By DONNA WINCHESTER, Times Staff Writer
© St. Petersburg Times, published October 23, 2002
A teacher's love for animals and children dovetailed Tuesday at a training facility for guide dogs 25 miles south of St. Petersburg.
Kim Purrelli, a teacher at Pasadena Fundamental School, took her fifth-graders on a field trip to Southeastern Guide Dogs, a nonprofit center in Palmetto that trains dogs for the blind. The idea, Purrelli said, was to help the animals get used to humans and to teach the children about people with disabilities.
"We're looking at different ways we can give back to the community and provide community service," she said. "This particular class loves animals so much. The guide dog foundation seemed like a natural thing to do."

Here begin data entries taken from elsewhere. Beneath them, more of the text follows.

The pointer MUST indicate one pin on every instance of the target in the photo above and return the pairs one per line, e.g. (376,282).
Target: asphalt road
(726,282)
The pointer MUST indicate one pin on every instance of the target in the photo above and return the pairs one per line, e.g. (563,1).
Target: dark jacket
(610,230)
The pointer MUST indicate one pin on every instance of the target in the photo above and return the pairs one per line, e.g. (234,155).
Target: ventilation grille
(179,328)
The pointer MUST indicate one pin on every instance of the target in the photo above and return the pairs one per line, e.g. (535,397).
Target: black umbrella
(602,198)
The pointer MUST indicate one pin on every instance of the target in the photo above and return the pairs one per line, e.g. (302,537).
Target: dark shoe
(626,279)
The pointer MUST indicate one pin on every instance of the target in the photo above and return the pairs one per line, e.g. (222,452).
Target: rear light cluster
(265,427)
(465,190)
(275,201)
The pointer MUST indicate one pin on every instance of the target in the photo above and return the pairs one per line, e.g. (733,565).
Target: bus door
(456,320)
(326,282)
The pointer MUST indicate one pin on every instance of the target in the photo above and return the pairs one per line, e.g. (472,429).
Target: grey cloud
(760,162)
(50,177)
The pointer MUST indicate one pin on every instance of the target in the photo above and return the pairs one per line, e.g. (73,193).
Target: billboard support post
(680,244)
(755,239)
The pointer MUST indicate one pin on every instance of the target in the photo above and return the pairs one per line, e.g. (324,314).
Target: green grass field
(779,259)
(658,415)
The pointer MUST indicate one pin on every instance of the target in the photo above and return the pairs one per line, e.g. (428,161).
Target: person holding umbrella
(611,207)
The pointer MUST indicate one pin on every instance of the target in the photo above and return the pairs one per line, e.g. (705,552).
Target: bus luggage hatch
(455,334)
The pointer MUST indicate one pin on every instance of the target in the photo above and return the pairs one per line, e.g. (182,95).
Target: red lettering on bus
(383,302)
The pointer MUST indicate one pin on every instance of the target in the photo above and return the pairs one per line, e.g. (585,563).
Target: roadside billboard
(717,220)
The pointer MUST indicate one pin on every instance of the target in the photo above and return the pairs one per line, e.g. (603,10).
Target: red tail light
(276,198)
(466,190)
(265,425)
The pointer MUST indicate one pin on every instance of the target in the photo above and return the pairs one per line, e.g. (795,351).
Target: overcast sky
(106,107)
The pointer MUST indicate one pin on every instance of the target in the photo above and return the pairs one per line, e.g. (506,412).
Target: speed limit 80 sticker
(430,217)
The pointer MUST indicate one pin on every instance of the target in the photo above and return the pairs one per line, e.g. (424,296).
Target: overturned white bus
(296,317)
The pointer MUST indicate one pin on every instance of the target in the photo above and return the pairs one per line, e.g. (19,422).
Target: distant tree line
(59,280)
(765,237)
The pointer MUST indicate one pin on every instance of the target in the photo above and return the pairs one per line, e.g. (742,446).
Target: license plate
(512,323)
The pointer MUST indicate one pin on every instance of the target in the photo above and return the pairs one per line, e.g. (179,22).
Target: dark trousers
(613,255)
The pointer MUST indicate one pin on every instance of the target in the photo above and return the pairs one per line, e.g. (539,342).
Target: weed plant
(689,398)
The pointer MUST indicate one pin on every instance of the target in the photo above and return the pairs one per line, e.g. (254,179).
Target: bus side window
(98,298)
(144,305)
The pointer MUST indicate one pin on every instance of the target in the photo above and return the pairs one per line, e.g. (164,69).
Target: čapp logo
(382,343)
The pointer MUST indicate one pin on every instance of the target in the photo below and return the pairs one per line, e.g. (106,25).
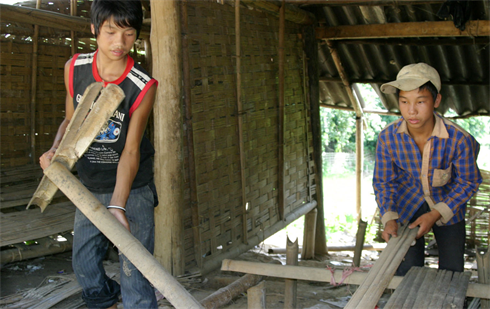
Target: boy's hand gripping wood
(80,133)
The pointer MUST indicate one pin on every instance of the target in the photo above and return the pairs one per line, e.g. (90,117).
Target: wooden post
(120,236)
(240,115)
(224,295)
(308,250)
(483,265)
(167,59)
(280,121)
(189,133)
(256,296)
(35,46)
(361,232)
(73,12)
(290,285)
(311,50)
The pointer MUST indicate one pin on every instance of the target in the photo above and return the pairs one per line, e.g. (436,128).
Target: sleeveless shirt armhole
(142,95)
(72,71)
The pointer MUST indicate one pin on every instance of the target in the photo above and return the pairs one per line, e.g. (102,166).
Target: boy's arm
(129,162)
(45,159)
(385,187)
(466,181)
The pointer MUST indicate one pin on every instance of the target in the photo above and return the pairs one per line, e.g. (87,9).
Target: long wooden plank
(474,28)
(31,224)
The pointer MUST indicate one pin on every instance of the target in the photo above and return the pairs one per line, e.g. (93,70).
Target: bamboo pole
(280,122)
(167,60)
(256,296)
(308,250)
(240,115)
(361,232)
(120,236)
(290,285)
(189,133)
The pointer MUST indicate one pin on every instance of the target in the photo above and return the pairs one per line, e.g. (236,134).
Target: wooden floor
(424,287)
(18,224)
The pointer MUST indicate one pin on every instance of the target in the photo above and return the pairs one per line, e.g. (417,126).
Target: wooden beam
(50,19)
(474,28)
(293,13)
(169,165)
(382,81)
(324,275)
(128,245)
(362,2)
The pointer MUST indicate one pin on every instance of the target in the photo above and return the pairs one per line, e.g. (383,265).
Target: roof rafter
(362,2)
(474,28)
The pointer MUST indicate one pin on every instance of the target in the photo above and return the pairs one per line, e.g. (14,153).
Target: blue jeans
(90,247)
(450,243)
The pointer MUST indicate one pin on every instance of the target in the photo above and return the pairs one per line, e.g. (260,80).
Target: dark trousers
(450,242)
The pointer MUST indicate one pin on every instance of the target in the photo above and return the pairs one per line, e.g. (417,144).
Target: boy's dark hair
(429,86)
(126,13)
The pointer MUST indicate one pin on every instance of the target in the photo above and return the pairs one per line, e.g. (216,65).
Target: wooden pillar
(311,51)
(280,156)
(309,231)
(240,115)
(35,46)
(256,296)
(290,285)
(189,134)
(167,59)
(359,165)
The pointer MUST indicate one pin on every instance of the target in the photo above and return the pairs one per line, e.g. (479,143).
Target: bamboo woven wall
(215,127)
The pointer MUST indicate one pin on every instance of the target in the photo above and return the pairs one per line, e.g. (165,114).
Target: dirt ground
(41,278)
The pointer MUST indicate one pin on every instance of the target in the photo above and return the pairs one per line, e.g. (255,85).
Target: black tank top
(98,166)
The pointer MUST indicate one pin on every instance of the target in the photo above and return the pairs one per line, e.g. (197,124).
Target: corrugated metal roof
(463,63)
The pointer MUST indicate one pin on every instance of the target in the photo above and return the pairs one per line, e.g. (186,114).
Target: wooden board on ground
(32,224)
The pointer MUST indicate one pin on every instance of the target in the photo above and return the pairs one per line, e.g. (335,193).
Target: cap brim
(406,84)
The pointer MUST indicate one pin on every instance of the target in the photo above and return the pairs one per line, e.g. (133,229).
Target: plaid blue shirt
(446,176)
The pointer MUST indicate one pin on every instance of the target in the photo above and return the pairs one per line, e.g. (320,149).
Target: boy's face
(417,108)
(113,41)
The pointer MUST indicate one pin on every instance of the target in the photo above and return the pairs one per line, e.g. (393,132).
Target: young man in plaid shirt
(425,170)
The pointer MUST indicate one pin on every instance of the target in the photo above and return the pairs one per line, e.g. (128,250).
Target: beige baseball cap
(413,76)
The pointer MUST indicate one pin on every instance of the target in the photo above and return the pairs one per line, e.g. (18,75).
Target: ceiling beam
(474,28)
(420,42)
(362,2)
(293,13)
(18,14)
(382,81)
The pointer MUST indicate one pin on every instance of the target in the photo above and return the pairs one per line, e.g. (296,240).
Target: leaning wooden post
(311,51)
(483,265)
(167,56)
(290,285)
(256,296)
(120,236)
(308,250)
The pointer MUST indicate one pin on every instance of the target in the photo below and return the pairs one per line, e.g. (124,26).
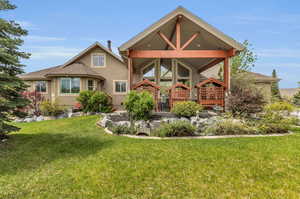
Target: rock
(29,119)
(19,120)
(76,114)
(123,123)
(184,119)
(105,122)
(64,115)
(155,124)
(211,113)
(39,118)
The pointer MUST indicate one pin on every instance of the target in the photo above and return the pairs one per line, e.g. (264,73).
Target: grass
(72,158)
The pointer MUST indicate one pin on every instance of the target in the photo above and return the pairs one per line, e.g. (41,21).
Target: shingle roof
(75,69)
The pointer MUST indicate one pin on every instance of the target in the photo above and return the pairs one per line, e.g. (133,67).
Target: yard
(72,158)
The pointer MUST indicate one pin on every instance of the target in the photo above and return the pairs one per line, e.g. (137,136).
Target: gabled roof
(75,69)
(96,44)
(182,11)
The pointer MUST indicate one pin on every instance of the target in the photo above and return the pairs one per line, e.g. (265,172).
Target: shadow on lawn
(30,151)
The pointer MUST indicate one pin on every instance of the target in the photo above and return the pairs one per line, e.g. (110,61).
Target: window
(69,85)
(41,86)
(98,60)
(91,85)
(120,86)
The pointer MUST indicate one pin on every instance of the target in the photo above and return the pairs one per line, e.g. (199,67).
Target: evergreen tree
(275,88)
(11,86)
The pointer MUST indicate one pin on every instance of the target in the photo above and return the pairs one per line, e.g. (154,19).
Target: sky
(59,29)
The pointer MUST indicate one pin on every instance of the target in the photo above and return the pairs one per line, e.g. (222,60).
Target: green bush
(51,109)
(122,129)
(83,99)
(273,128)
(139,105)
(95,101)
(230,127)
(177,129)
(186,108)
(280,106)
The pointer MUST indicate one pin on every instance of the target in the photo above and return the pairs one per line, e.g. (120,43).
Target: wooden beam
(167,40)
(178,54)
(130,75)
(189,41)
(210,64)
(226,72)
(178,32)
(232,52)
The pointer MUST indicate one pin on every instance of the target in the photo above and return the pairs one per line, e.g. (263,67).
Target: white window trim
(114,87)
(35,84)
(94,82)
(68,94)
(92,63)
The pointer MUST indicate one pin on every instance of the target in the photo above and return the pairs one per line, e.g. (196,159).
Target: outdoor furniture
(210,93)
(178,93)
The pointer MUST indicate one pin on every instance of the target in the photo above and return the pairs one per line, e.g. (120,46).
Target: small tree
(275,88)
(35,99)
(244,98)
(139,105)
(11,86)
(296,97)
(242,62)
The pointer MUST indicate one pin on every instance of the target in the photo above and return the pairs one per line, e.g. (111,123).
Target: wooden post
(226,73)
(130,69)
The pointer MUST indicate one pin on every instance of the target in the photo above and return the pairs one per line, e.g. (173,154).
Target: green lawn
(72,159)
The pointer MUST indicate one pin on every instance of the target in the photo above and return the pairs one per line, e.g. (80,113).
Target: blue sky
(59,29)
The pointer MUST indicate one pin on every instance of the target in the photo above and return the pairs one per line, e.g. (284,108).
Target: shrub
(122,129)
(100,102)
(83,99)
(139,105)
(178,128)
(94,101)
(273,128)
(280,106)
(244,99)
(230,127)
(51,109)
(186,109)
(36,98)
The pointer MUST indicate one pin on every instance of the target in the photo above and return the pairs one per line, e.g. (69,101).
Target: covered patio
(178,50)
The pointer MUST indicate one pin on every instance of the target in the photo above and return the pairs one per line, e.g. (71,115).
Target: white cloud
(36,38)
(51,52)
(279,53)
(27,25)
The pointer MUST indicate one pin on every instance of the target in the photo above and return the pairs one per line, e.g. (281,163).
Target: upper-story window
(69,85)
(41,86)
(98,60)
(91,85)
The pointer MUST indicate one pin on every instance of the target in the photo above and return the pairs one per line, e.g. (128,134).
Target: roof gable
(195,19)
(82,53)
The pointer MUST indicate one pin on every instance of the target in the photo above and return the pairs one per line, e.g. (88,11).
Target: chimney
(109,45)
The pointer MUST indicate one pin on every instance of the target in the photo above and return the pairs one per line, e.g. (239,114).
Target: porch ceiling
(208,38)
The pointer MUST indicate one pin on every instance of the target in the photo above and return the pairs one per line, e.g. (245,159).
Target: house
(288,93)
(180,48)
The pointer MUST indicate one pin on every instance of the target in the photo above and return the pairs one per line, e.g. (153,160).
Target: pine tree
(11,86)
(275,88)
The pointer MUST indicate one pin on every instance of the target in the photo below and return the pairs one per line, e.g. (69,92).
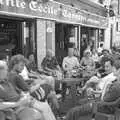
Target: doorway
(12,32)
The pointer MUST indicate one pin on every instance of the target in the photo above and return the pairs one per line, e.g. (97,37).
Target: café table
(70,95)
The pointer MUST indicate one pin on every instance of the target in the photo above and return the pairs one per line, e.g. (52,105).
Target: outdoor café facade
(28,26)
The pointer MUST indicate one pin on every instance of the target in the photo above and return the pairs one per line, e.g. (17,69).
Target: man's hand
(24,100)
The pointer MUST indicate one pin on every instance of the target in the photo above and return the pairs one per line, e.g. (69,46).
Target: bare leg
(45,109)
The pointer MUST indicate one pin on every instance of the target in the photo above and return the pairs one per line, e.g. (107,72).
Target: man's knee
(2,115)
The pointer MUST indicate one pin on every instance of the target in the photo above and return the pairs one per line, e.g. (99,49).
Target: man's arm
(6,105)
(113,93)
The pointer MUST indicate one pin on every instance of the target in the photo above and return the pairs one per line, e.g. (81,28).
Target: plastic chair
(29,114)
(115,116)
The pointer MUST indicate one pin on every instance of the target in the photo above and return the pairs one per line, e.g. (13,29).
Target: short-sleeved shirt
(8,92)
(70,62)
(51,64)
(18,82)
(31,66)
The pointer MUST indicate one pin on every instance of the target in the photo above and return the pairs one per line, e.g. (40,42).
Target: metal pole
(118,7)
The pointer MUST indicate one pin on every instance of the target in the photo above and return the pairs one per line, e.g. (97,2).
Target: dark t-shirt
(18,82)
(51,64)
(8,92)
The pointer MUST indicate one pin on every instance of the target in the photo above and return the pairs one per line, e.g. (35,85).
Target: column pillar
(50,36)
(41,40)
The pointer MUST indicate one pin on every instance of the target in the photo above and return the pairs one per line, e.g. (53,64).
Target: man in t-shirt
(70,62)
(108,95)
(9,97)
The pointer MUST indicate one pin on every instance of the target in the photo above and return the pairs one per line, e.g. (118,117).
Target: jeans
(88,108)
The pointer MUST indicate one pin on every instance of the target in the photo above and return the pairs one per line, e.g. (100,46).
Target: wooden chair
(29,114)
(116,116)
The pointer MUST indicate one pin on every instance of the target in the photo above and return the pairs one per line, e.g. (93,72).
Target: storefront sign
(52,10)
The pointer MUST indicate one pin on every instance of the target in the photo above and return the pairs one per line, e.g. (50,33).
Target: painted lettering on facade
(50,10)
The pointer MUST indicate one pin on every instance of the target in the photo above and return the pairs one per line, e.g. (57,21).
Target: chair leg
(2,116)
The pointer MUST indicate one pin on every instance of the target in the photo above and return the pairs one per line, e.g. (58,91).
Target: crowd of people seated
(16,93)
(22,84)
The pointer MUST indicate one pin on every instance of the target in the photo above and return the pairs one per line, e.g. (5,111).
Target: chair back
(29,114)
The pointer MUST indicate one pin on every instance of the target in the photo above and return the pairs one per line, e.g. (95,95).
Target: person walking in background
(100,49)
(95,58)
(50,63)
(70,62)
(87,61)
(77,53)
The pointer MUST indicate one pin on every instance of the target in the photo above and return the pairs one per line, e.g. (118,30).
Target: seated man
(109,94)
(9,97)
(37,89)
(70,62)
(100,83)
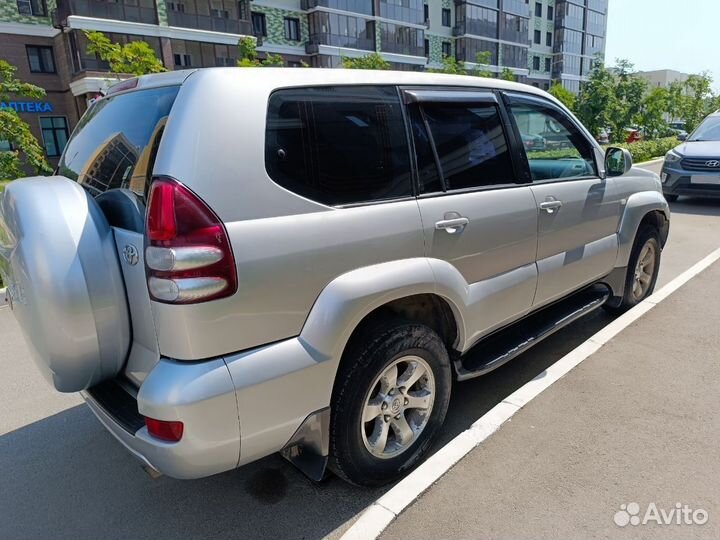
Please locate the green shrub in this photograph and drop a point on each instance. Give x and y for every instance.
(647, 150)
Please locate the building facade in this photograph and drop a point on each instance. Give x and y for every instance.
(540, 41)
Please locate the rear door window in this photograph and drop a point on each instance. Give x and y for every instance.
(338, 145)
(114, 144)
(555, 147)
(469, 145)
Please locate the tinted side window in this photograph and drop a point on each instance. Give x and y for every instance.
(338, 145)
(555, 148)
(470, 144)
(114, 144)
(428, 177)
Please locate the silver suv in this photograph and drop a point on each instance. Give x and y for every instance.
(693, 167)
(236, 262)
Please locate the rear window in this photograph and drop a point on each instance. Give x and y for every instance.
(114, 144)
(338, 145)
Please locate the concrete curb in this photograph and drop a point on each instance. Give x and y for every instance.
(376, 518)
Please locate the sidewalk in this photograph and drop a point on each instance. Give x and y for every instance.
(635, 423)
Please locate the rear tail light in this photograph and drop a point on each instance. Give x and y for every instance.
(170, 431)
(187, 255)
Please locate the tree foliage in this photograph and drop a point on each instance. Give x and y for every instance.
(26, 150)
(563, 95)
(248, 56)
(369, 61)
(654, 111)
(698, 100)
(135, 57)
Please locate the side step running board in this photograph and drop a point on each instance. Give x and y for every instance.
(507, 343)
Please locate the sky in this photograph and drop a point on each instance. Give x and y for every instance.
(683, 35)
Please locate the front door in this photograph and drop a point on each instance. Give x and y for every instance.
(475, 215)
(578, 211)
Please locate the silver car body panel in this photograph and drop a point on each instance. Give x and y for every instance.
(202, 396)
(75, 318)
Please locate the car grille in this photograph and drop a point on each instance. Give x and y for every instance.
(701, 164)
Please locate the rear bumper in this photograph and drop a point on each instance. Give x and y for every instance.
(202, 396)
(269, 392)
(678, 181)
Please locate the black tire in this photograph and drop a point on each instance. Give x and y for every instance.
(371, 352)
(646, 233)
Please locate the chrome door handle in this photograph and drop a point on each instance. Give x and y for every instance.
(452, 226)
(550, 206)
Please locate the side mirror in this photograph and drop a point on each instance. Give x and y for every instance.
(618, 161)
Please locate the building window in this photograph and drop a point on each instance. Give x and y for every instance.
(292, 29)
(55, 134)
(446, 17)
(259, 24)
(35, 8)
(41, 59)
(182, 60)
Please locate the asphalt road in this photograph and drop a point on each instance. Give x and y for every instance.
(64, 476)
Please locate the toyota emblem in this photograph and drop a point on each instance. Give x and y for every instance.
(130, 254)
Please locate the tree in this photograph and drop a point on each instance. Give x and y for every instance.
(563, 95)
(654, 108)
(248, 56)
(507, 75)
(698, 100)
(135, 57)
(26, 151)
(597, 103)
(629, 90)
(369, 61)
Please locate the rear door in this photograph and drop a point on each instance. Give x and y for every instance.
(579, 211)
(476, 214)
(111, 154)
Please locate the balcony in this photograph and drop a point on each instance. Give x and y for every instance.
(227, 25)
(333, 40)
(142, 11)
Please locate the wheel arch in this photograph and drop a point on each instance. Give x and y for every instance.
(645, 207)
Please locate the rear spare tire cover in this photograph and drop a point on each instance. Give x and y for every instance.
(58, 254)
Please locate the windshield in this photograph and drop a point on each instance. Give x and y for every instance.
(114, 144)
(709, 130)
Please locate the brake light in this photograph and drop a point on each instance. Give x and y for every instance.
(187, 255)
(170, 431)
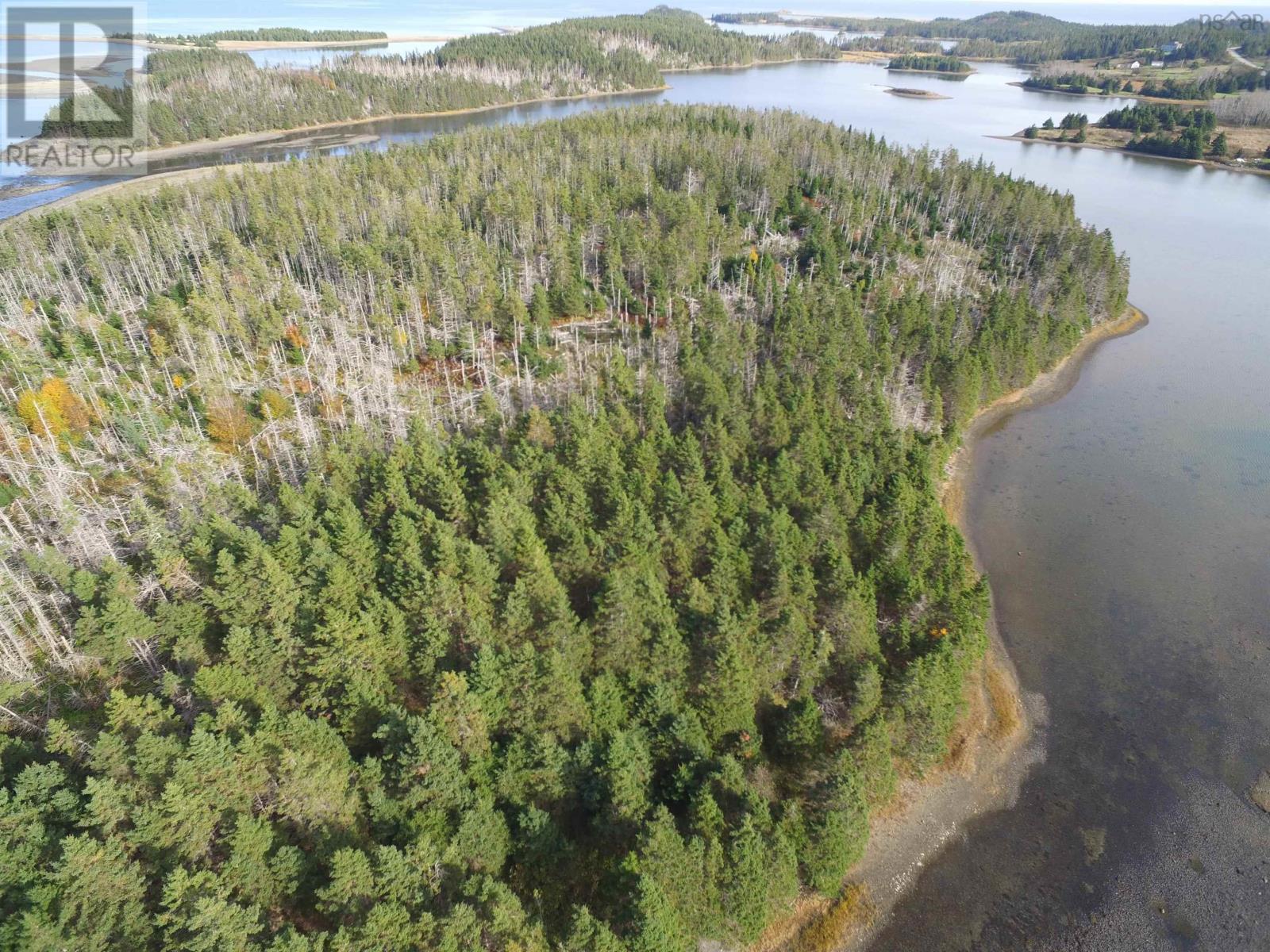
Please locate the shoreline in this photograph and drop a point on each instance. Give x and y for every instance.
(1204, 163)
(254, 139)
(143, 184)
(252, 44)
(990, 758)
(1022, 84)
(948, 74)
(264, 136)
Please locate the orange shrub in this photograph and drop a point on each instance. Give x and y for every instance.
(54, 410)
(228, 423)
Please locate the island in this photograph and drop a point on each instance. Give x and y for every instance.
(526, 539)
(914, 93)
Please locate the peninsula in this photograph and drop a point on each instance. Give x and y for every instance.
(531, 539)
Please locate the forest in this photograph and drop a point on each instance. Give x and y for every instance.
(1026, 37)
(530, 539)
(929, 63)
(572, 57)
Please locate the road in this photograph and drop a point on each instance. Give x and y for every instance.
(1235, 55)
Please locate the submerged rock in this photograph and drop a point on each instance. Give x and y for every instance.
(1260, 791)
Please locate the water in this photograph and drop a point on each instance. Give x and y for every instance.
(168, 17)
(1126, 530)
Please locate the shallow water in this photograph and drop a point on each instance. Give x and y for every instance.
(1126, 530)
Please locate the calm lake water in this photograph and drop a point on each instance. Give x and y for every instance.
(1126, 528)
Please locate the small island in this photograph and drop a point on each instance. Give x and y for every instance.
(914, 93)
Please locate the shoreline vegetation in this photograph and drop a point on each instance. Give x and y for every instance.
(683, 409)
(949, 67)
(560, 60)
(1206, 163)
(996, 740)
(267, 136)
(1168, 131)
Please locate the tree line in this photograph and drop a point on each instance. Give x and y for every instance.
(572, 57)
(927, 63)
(526, 541)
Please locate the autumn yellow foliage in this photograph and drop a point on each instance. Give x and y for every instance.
(228, 423)
(852, 911)
(54, 410)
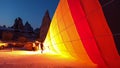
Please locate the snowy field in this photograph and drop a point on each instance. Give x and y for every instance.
(30, 59)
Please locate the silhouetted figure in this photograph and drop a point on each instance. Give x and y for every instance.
(41, 47)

The children spent two hours learning about the 24-acre facility that includes birthing suites and kennels as well as dormitories for blind students who come to train with the dogs. About 150 guide dog teams -- a blind person and a guide dog -- graduate from the center each year.
The Pasadena Fundamental students also spent time "socializing" with dogs in various stages of training. Amanda Lancaster, Southeastern's youth volunteer coordinator, said the interaction is a necessary part of the dogs' training.
"It's important because they're going to be encountering kids in their daily lives," she said. "The earlier you can expose the dogs to them the better."
Purrelli hopes the trip will encourage her students to do volunteer work on their own.
"One of the big things I want the kids to realize is how important it is to give back to the community and to show compassion for those who may not be as fortunate as they are," she said.